Question 5

According to Bohr's second postulate, the angular momentum of an electron in the $k^{th}$ orbit is quantized: $m v_k r_k = \frac{kh}{2\pi} \implies v_k = \frac{kh}{2\pi m r_k}$

The kinetic energy of the electron is $K_k = \frac{1}{2} m v_k^2$. Substituting $v_k$, we get:

$K_k = \frac{1}{2} m v_k \left( \frac{kh}{2\pi m r_k} \right) = \frac{kh v_k}{4\pi r_k}$

For a transition from $n^{th}$ orbit to the Lyman series ($k=1$), the magnitude of change in kinetic energy is:

$|\Delta K| = |K_n - K_1| = \left| \frac{nh v_n}{4\pi r_n} - \frac{1 \cdot h v_1}{4\pi r_1} \right| = \frac{h}{4\pi} \left| \frac{n v_n}{r_n} - \frac{v_1}{r_1} \right|$

Thus, option (A) is correct. For option (C), the total energy in the $k^{th}$ orbit is $E_k = -K_k = -\frac{e^2}{8\pi\epsilon_0 r_k}$.

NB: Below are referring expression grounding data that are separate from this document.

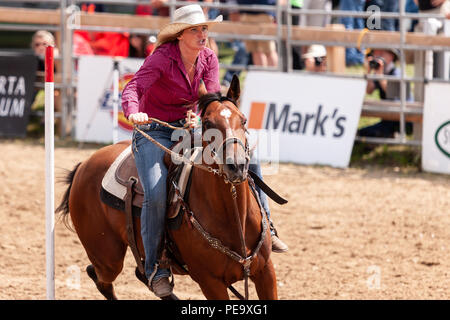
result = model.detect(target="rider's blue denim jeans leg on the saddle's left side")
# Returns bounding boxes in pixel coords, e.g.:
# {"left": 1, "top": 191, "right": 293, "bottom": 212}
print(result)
{"left": 133, "top": 130, "right": 173, "bottom": 280}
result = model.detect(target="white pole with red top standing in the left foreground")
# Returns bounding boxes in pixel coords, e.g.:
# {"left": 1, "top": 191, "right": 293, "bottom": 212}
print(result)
{"left": 45, "top": 46, "right": 55, "bottom": 300}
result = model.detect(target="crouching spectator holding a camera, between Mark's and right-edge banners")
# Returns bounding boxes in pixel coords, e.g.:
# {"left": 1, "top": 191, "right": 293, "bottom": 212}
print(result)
{"left": 358, "top": 49, "right": 412, "bottom": 138}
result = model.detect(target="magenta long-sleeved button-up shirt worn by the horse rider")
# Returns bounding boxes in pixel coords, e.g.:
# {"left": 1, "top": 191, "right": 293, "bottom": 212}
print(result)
{"left": 122, "top": 42, "right": 220, "bottom": 122}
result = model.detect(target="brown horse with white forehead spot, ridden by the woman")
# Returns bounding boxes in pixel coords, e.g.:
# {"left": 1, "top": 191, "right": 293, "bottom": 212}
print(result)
{"left": 57, "top": 77, "right": 277, "bottom": 299}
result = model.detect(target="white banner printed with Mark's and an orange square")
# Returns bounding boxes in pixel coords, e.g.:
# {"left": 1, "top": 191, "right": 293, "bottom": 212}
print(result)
{"left": 241, "top": 72, "right": 366, "bottom": 167}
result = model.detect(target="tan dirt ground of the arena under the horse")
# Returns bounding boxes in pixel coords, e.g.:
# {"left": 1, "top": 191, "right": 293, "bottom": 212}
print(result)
{"left": 0, "top": 141, "right": 450, "bottom": 300}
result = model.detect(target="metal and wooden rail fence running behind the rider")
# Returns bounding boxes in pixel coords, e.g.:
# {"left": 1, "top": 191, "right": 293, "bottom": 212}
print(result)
{"left": 0, "top": 0, "right": 450, "bottom": 145}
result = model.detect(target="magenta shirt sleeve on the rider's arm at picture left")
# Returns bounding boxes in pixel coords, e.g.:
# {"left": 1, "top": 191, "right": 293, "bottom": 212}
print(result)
{"left": 122, "top": 51, "right": 164, "bottom": 118}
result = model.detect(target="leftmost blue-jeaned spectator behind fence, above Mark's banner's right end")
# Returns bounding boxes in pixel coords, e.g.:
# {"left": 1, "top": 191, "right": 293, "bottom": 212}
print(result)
{"left": 339, "top": 0, "right": 365, "bottom": 66}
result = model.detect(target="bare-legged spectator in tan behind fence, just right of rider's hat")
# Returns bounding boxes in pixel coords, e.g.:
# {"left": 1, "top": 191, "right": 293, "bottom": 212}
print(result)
{"left": 237, "top": 0, "right": 278, "bottom": 67}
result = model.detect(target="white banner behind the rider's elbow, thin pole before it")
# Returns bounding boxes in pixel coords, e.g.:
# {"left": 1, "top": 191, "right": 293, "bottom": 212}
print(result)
{"left": 76, "top": 56, "right": 144, "bottom": 143}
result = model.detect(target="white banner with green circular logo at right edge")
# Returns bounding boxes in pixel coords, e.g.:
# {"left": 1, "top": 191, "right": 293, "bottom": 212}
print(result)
{"left": 422, "top": 83, "right": 450, "bottom": 174}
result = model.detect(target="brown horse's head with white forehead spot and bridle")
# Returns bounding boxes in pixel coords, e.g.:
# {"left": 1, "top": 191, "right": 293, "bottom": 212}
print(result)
{"left": 199, "top": 76, "right": 250, "bottom": 184}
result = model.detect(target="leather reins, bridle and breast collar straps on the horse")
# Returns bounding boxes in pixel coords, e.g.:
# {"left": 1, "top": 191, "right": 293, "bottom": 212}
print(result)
{"left": 134, "top": 119, "right": 267, "bottom": 300}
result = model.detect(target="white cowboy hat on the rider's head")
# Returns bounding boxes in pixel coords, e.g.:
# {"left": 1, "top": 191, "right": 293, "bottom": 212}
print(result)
{"left": 155, "top": 4, "right": 223, "bottom": 48}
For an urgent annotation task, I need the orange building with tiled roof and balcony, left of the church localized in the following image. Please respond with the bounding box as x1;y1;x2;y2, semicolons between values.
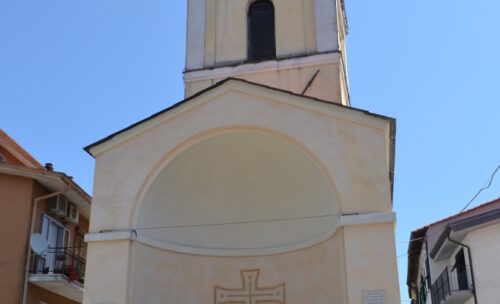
0;129;90;304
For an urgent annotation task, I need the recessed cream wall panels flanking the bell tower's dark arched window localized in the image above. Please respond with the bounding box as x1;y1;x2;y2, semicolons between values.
201;0;316;67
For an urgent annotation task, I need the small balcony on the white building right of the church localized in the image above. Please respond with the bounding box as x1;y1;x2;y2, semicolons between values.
431;266;474;304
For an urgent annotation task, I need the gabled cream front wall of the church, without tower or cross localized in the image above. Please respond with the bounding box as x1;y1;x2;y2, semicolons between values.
84;80;400;304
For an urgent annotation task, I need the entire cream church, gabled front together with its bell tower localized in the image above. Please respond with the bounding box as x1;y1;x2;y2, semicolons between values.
83;0;400;304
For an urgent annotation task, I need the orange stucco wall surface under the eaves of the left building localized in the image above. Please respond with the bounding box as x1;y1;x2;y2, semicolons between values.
0;170;88;304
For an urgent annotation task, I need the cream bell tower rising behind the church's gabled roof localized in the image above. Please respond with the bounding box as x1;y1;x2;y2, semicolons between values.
184;0;350;106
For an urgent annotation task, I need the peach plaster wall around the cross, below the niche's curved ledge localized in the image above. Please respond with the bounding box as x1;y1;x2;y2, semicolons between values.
131;235;346;304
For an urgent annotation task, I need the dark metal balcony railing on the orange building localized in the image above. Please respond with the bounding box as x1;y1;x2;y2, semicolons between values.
30;248;85;284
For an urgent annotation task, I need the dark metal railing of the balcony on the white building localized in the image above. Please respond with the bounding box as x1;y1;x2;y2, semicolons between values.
431;266;473;304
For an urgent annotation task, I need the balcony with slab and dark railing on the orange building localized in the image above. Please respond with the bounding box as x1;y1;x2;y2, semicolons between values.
29;248;85;303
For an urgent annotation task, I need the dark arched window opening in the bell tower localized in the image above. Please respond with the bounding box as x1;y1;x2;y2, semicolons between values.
248;1;276;61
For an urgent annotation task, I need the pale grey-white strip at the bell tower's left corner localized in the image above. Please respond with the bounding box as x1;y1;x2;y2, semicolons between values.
186;0;205;70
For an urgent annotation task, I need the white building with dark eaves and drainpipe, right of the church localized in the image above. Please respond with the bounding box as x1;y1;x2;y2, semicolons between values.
407;198;500;304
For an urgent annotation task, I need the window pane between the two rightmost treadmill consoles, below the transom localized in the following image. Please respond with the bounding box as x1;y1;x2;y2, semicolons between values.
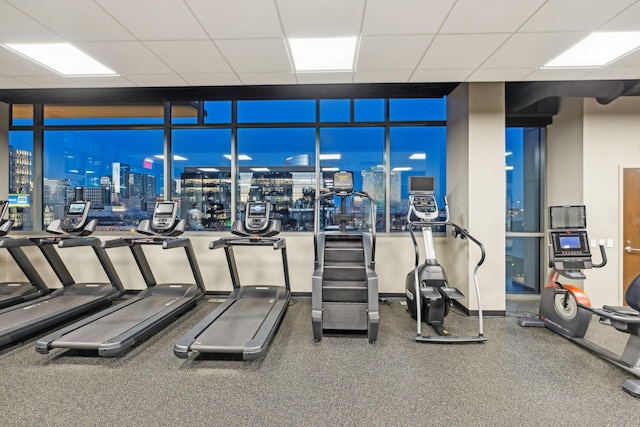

The energy of the emitted photon is $h\nu = |E_n - E_1| = K_1 - K_n = \frac{e^2}{8\pi\epsilon_0} \left( \frac{1}{r_1} - \frac{1}{r_n} \right)$.

Therefore, $\nu = \frac{e^2}{8\pi\epsilon_0 h} \left( \frac{1}{r_1} - \frac{1}{r_n} \right)$.

Thus, option (C) is correct.

Option (D) is incorrect because the coefficient should be $\frac{h}{4\pi}$, same as the change in kinetic energy.

Option (B) is incorrect because the de Broglie wavelength $\lambda = \frac{h}{mv} = \frac{h}{\sqrt{2mK}}$ is not linearly proportional to $1/K$.